Moving from Lotus Notes to Google Apps propelled one global nonprofit organization head-on into the law of unintended consequences. "It has caused an explosion of users bringing their own devices for accessing their work email," says the project's manager. "Most to all MDM solutions rely on some type of ActiveSync connection to manage devices. In our Google Apps environment, with IMAP services open--a business requirement--and without a single-sign-on policy and system in place, we're unable to control who has access to their work email on personal mobile devices."
The organization is now evaluating several mobile device management (MDM) systems.
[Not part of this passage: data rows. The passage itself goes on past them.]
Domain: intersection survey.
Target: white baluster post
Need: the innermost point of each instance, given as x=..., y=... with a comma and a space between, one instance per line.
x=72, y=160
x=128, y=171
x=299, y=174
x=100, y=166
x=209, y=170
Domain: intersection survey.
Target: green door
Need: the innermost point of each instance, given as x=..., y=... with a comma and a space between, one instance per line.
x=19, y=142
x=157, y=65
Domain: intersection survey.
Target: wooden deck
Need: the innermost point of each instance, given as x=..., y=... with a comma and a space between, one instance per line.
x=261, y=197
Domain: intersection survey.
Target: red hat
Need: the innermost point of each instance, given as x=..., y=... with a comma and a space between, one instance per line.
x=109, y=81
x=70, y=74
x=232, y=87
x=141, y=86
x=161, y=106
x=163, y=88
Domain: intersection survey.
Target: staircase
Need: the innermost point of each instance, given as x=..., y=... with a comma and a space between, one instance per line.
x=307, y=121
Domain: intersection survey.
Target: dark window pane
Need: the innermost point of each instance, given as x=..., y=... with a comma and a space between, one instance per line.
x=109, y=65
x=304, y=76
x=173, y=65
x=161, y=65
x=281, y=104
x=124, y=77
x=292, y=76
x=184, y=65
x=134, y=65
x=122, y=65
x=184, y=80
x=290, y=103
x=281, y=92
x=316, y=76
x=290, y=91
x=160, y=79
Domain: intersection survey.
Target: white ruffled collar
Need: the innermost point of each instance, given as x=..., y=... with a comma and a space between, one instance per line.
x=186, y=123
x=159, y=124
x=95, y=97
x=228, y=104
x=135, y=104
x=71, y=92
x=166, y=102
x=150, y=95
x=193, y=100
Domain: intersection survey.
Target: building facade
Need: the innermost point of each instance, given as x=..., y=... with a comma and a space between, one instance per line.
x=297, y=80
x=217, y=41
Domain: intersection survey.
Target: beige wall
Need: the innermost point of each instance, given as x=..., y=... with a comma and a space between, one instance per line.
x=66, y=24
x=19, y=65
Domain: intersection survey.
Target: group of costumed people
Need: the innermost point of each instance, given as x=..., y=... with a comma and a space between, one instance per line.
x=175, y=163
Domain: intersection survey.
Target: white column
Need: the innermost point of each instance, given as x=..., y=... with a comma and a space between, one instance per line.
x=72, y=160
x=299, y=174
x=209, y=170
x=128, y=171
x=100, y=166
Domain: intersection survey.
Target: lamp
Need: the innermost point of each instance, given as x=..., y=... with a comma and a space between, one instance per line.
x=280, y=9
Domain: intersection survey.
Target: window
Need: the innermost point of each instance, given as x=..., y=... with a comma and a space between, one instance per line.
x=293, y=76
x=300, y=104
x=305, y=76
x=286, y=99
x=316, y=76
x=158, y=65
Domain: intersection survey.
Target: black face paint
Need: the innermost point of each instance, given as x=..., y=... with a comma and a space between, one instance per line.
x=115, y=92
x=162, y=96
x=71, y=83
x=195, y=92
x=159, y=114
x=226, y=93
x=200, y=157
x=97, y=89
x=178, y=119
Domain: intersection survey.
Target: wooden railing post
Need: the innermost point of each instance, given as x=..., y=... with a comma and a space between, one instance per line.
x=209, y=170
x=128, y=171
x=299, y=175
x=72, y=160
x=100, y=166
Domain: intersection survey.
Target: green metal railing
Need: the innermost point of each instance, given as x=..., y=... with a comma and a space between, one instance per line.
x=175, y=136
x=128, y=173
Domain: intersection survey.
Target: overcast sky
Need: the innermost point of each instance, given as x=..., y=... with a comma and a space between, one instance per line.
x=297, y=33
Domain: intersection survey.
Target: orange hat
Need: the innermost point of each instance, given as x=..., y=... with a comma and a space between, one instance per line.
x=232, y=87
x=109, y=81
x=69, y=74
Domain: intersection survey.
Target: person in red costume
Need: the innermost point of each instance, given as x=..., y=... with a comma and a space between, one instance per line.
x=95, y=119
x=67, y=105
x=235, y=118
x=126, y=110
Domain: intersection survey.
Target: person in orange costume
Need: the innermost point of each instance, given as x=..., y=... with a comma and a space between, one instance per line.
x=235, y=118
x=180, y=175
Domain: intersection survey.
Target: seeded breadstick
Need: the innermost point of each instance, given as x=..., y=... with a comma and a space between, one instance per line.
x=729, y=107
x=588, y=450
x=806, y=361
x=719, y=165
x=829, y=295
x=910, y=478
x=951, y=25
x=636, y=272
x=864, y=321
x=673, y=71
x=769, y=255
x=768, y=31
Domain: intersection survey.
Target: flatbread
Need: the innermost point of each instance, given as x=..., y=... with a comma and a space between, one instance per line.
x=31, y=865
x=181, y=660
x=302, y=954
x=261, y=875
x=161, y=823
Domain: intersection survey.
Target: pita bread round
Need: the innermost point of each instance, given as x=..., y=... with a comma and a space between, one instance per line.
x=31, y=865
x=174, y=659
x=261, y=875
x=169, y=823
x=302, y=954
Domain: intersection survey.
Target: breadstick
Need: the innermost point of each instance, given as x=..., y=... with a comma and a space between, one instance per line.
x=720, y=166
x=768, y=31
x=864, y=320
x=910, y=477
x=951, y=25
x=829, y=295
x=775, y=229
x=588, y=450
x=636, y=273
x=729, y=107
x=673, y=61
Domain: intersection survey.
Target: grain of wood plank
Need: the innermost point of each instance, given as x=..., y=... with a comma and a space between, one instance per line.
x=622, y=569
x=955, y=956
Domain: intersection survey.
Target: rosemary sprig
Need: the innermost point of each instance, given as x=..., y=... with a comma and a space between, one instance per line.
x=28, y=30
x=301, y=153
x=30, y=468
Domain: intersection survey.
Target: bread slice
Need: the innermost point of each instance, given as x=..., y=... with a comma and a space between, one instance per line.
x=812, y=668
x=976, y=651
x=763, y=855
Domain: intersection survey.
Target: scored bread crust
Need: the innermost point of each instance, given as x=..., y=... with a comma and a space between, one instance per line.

Problem is, in order for this shop and others like it to regain control, Google must expose an API to take the place of ActiveSync, and Google won't confirm when, or even if, it will make this API available.
Welcome to the wild new world of mobile device management.
If you're a glass-half-full kind of person, you may see improvements in the manageability of consumer-class mobile devices as coming just in time to offset battered budgets. But any savings realized by letting employees use their own phones for business can be wiped out if just one Droid containing customer information is lost and you can't nuke it remotely. And that's not a given with MDM products, whose capabilities vary widely, as we'll discuss.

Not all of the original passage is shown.